The discovery of lasers and the invention of lasers
The invention of the laser dates back to the 50s of the 20th century. The theoretical principle of laser was discovered by Einstein as early as 1916, and in 1958, physicist Dickson Dyson first proposed the concept of laser and proposed to use a three-layer optical resonator to produce laser. In the same year, scientists Charles H. Townes and James P. Gordon invented a prototype laser at Columbia University, the microwave maser.
Then, in 1960, American physicist Theodore Maiman successfully manufactured the first laser at the Hewitt Research Laboratory in California, which is also considered to be the world's first laser. This laser uses synthetic sapphire crystals as the working medium and uses the structure of an optical resonator to emit a strong beam.
Maiman's invention attracted the attention and heated discussion of the global scientific community, and also ushered in a new era of laser technology. With the passage of time, laser technology has continued to grow and has become an indispensable part of modern science and technology, and has been widely used in medical, material processing, communication and other fields.
The principle of lasers
A laser is a highly concentrated, monochromatic, high-intensity beam. Its principle is to produce a highly focused beam by excitting atoms or molecules in the medium to produce stimulated radiation. The principle of laser can be explained in the following three steps:
The first step is to excite atoms or molecules in the medium. This is usually done by feeding energy into the medium. For example, atoms or molecules are placed in an excited state by the input of an electron beam, beam, or other photon beam.
The second step is spontaneous radiation. Once atoms or molecules are excited, they transition from high to low energy levels and release photons. These photons interact with surrounding molecules, resulting in more excitation and emission.

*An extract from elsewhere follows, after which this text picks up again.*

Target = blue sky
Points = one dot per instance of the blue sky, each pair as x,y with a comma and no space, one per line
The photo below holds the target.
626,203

The third step is stimulated radiation. When a photon interacts with an atom or molecule in an excited state, it causes the atom or molecule to transition from a high energy level to a lower energy level, releasing another photon. This process is called stimulated radiation, and it produces photons with the same energy, direction, and phase as the original photon.
Since the process of stimulated radiation leads to the continuous amplification of photons, a laser is a beam of light with high intensity, monochromacy and directionality. Its high intensity is due to the repeated propagation of photons in the medium and the amplification of stimulated radiation, monochromaticity is due to the fact that the excitation medium emits photons at only one wavelength, and directionality is due to the fact that the wavefront of the laser is coherent rather than random.

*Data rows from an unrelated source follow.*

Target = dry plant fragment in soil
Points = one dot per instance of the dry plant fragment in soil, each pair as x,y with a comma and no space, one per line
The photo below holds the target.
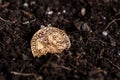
49,40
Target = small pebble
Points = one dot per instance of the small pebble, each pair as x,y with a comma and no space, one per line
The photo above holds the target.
83,11
50,12
64,11
25,4
105,33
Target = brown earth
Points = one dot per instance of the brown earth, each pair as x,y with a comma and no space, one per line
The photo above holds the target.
92,25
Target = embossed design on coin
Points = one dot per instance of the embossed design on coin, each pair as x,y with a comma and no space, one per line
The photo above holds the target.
49,40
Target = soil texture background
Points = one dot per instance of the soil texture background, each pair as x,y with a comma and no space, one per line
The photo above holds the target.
93,27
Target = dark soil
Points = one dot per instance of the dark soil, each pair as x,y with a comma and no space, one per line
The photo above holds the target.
94,35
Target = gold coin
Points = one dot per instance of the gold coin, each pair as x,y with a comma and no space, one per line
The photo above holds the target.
49,40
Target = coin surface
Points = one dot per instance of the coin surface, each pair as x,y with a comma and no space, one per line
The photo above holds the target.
49,40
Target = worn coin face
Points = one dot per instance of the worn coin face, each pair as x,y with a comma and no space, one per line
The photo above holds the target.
49,40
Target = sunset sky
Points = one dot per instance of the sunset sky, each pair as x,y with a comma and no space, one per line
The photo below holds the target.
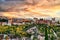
30,8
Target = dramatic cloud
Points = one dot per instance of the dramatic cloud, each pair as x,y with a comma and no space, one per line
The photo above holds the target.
30,8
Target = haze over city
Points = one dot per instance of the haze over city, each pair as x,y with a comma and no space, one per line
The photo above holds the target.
30,8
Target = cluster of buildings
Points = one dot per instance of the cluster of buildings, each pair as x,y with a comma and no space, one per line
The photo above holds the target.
21,21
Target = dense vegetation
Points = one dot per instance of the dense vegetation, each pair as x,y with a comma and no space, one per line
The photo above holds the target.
20,31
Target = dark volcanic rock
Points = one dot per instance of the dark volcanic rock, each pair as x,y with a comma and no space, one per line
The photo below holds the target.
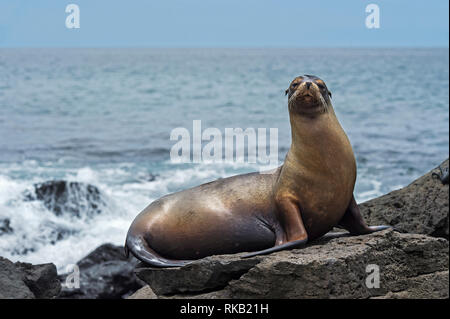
327,268
196,277
421,207
104,273
27,281
41,279
62,197
5,227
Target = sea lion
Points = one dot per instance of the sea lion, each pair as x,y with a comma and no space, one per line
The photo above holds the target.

The generation of lasers requires a laser medium, which can be solid, liquid or gas. The choice of laser medium depends on the required laser wavelength and application area. For example, carbon dioxide lasers use carbon dioxide gas as the laser medium, emitting light wavelengths of about 10 microns, suitable for material processing and medical fields; Semiconductor lasers use semiconductor materials as laser media, emitting light wavelengths between several hundred nanometers and several microns, suitable for communication and display fields.
Applications of lasers:
Medical applications: Laser can be used for eye surgery, skin cosmetology, dental treatment, etc., with the advantages of small trauma and fast recovery.
Communication applications: Lasers have been widely used in optical fiber communication, and the monochromatic light generated by lasers is used to transmit information, which has the advantages of high speed and stability.
Material processing applications: Laser can be used in metal cutting, plastic cutting, welding and other processes, becoming an efficient and precise processing method.
Measurement application: laser can be used for distance measurement, speed measurement, spectral measurement, etc., and is widely used in geographical surveying, building surveying, vehicle speed measurement and other fields.
Entertainment applications: Lasers can be used for stage performances, games, laser shows and other entertainment projects, becoming a fashionable and innovative way of entertainment. Now many movie theaters have used laser projection, which has a better color gamut effect than the traditional light bulb light source.
Scientific research application: Lasers have been widely used in physics, chemistry, biology and other fields, such as laser interferometer, laser confocal microscope, etc.
In short, the application of lasers involves many fields, and new applications are constantly emerging, which can be said to be an indispensable and important part of modern science and technology. Do you know what things in your life use lasers?